Optimizing Your Business Processes

Optimizing the processes within a business refers to coming up with and implementing new strategies that make the business cost-effective and efficient. Business optimization can occur in different formats such as predicting changes, improving workflows, scraping off redundant positions, and improving communication.

Benefits of process optimization

Organizations usually face many competitive challenges such as constant technological improvement, other companies and behavioral changes. As these changes occur, constantly improving the processes within a business can prove to be detrimental to ensure the business continues operating.

Some of the benefits include:
Transparency within the organization
Quality assurance
Consistent successes
Proper use of resources
Reduced risks
Efficient operations
Market compliance

How to implement optimization processes within a business

Initiating plans for the efforts towards improving processes within the organization is very important because it ensures that little or no resources are wasted.

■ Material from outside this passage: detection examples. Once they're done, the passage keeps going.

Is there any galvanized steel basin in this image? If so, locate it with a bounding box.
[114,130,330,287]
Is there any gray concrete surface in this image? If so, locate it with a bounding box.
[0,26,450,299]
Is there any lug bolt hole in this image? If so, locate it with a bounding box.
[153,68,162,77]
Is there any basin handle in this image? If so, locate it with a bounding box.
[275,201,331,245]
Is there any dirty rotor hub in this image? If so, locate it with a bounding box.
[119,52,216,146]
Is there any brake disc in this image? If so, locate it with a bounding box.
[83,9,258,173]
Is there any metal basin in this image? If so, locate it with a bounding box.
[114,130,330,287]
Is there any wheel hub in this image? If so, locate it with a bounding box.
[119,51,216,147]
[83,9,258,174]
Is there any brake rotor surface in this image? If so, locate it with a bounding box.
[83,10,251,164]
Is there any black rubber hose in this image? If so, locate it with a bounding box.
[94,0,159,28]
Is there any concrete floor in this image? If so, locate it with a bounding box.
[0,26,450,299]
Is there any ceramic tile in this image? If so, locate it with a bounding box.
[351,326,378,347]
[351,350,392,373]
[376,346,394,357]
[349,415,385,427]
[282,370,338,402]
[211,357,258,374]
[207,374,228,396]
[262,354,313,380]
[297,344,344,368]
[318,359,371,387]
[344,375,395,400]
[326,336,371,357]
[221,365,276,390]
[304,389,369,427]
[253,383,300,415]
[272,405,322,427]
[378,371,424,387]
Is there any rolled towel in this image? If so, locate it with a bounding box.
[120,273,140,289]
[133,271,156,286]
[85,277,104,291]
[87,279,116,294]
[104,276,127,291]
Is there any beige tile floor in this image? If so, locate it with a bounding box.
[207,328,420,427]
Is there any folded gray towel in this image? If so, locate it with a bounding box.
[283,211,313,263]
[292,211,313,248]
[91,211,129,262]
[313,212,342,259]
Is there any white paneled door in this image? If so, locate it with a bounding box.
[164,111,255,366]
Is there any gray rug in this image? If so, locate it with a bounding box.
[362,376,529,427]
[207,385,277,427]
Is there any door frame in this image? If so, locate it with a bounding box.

Here are some of the steps that an organization can follow:

Identification – Refers to knowing the faulty process within an organization or any other process that a business can improve on.
Analysis – After identifying the processes that require optimization, it is good to check whether the change can meet the goals required or if it leads to resources being wasted.
Implementation – Once the new changes have been inspected and there are little to no side effects, the new processes are then put into play.
Monitoring – The processes should then be looked at keenly in its new environment as it is fine-tuned to increase its efficiency.

Examples of business process optimizations

Travel reimbursement – Companies used paper as a medium through which the reimbursement process took place; the paper had many deficiencies, such as misread numbers, leading to employees receiving wrong reimbursements. Paper was then substituted with a digital system. This shift enabled employees to key in their amounts in the digital system leading to fewer errors.

Purchase orders – When clients place many orders, the queues at the purchasing department are usually jammed up. The department notices that the problem is due to the slow rate of email approvals. This leads them to introduce a workflow management system that enables employees to pick items to be approved.

Employee onboarding – The process of hiring a new employee involves several steps from the employee signing an agreement and the agreement being sent via mail to the IT department by the HR executives. When the HR department sends the mail manually to grant access and provide laptops, this process usually takes longer. To ease this process, the organization makes it possible for the agreement to be automatically sent once the new employee signs it.